До сих пор помню слова этой песни, которые неразрывно у меня связаны со звездным небом и притаившейся жаром в ночной прохладе необъятной степи: «Дывлюсь я на небо та й думку гадаю, чому я не сокил, чому не литаю, чому мени, Боже, ты крылив нэ дав, я б землю покинув и в небо злитав…»

Нашли Алика утром в долине. Он тихо приплыл туда по небыстрой горной речке, так что на теле не было ни ран, ни ссадин.

– Вин лежав на спыни и очи його булы розкрыти так, наче вин бачив Бога. Святый був чоловик, – завершил свое сказание дед.

И ушел вместе со всей громадой.

Только осанистый Остап Непийко долго доказывал еще нам, каким великим артистом был наш брат, и просил разрешения самолично передать в руки письмо профессору из консерватории, потому что для него, для Остапа Непийко, это будет большая честь. Наконец и он растворился в незаметно упавшем вечере.

Мы же Аном долго сидели на том месте, где нашли нашего брата. Я молилась, чтобы Ан заплакал, но Бог ему не дал слез. Только кожа на скулах натягивалась все туже, так что я боялась уже заглядывать ему в лицо.

В общем, мне было ясно все. Когда Ан сказал, что проводит меня на самолет и останется здесь, я прощалась с ним навсегда.

И когда он повернулся спиной, быстро пошел по зеленому полю, на котором, как кузнечик, притулился мой самолет, – я, неожиданно для себя, перекрестила его прямую, как струна, спину.

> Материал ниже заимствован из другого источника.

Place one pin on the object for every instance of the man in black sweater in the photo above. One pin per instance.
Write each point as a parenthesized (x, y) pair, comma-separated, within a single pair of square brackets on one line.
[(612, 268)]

Он почувствовал, обернулся резко и погрозил мне пальцем, как всегда, когда приказывал: «И думать об этом не смей!» У меня немного отлегло от сердца.

Но больше мы в этой жизни не увиделись.

Ровно день в день, спустя год после смерти брата, Ан канул в ту лунную дорожку, и я точно знаю, что он ощущал, как руки брата его поддерживали на плаву, пока он еще был человеком, а потом, когда он стал волной, серебряным светом, направили по Млечному Пути.

Я верю, что им там обоим не одиноко.

Меньшие братья

…а мне было одиноко. Как какому-нибудь зверю в чужом краю. Или камню у дороги.

Когда после горя добавляют: «Но жизнь брала свое» – да что она брала. Взять у меня было нечего. Разве что я оставалась живой, длинноногой и красивой – а то, что камнем у дороги, зверем в ночном лесу, – так про то молчок.

Я полюбила молчать после смерти братьев. Наверное, поэтому водилась больше со зверьем – вот мои два «романа». Печальные, как все, что связано с любовью. А мы друг друга любили.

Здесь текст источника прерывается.